De Silva clearly takes joy in spite: he relishes the opportunity to ruin one of his best friend’s marriages and sees B.B.’s wife’s devastation as proof of his own power. Like Paul Blackenhurst, he exemplifies dangerous half of dissolution: enjoying one’s own power to destroy order. Yet Anna sees this mindset’s appeal: it insulates people from injury, since they refuse to be vulnerable.
Anna spends the night with De Silva “because it didn’t matter.” At times, he seems like a desperate infant, and they are both “friendly and detached” in the morning. But he grows “angry and vicious” when she says she does not plan to have sex with him again. She suggests that he would not care whether they slept together again; he insists that he does indeed care, but she dismisses him regardless.

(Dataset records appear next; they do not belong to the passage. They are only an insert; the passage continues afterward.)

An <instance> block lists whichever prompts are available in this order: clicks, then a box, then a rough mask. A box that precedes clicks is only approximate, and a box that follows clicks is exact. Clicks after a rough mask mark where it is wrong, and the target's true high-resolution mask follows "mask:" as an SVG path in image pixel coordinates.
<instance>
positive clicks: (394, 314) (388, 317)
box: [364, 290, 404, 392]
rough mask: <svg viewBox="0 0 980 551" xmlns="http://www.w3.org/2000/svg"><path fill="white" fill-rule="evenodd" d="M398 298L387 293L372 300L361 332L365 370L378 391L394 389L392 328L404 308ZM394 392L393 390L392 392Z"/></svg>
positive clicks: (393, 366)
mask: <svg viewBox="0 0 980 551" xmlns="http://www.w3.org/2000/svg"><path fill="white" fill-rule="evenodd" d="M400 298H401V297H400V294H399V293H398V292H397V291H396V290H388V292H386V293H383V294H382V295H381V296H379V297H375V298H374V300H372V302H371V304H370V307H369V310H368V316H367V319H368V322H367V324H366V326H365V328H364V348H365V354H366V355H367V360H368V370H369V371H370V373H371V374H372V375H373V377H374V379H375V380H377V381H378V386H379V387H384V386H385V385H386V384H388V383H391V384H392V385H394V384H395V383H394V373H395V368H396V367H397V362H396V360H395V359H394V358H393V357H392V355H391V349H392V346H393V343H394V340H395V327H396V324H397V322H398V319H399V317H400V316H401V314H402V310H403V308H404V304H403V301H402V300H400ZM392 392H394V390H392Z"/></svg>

In sleeping with De Silva “because it didn’t matter,” Anna seems to be trying on his perspective toward people and emotions—she is able to make herself feel nothing, but De Silva’s fury when Anna rejects him proves that his attitude does not truly resolve emotional turmoil. Other people do not matter to him, but his ability to control other people is the most important thing to him.
De Silva calls later and asks to have “a friend of mine” sleep in Janet’s room. Anna is confused, then calls him back to clarify, and he confirms that he was planning to sleep with a prostitute in Janet’s room, so that Anna could hear them have sex. He wails and cries like a child and asks for forgiveness. Then he sends two letters, one detached, one “the hysterical wail of a child.” Anna sees him as “incarnate, the principle of joy-in-giving-pain.” He appears in her nightmares, and soon Molly calls to inform her that he left his wife and children well before moving to London. Anna later meets B.B., who speaks well of De Silva, even though he is not paying his wife’s allowance and still likes B.B.’s cleaning woman.
De Silva’s impotent bid to hurt Anna just leads him to further realize his fundamental powerlessness over her; he reveals that he, like Nelson, remains psychically split. Ironically, he was afraid to admit that he was single (presumably because this suggests his weakness, or need for women), even though Anna’s frustration with men revolves largely around their tendency to leave their mistresses for their wives. And B.B., now divorced, seems to share De Silva’s lack of empathy.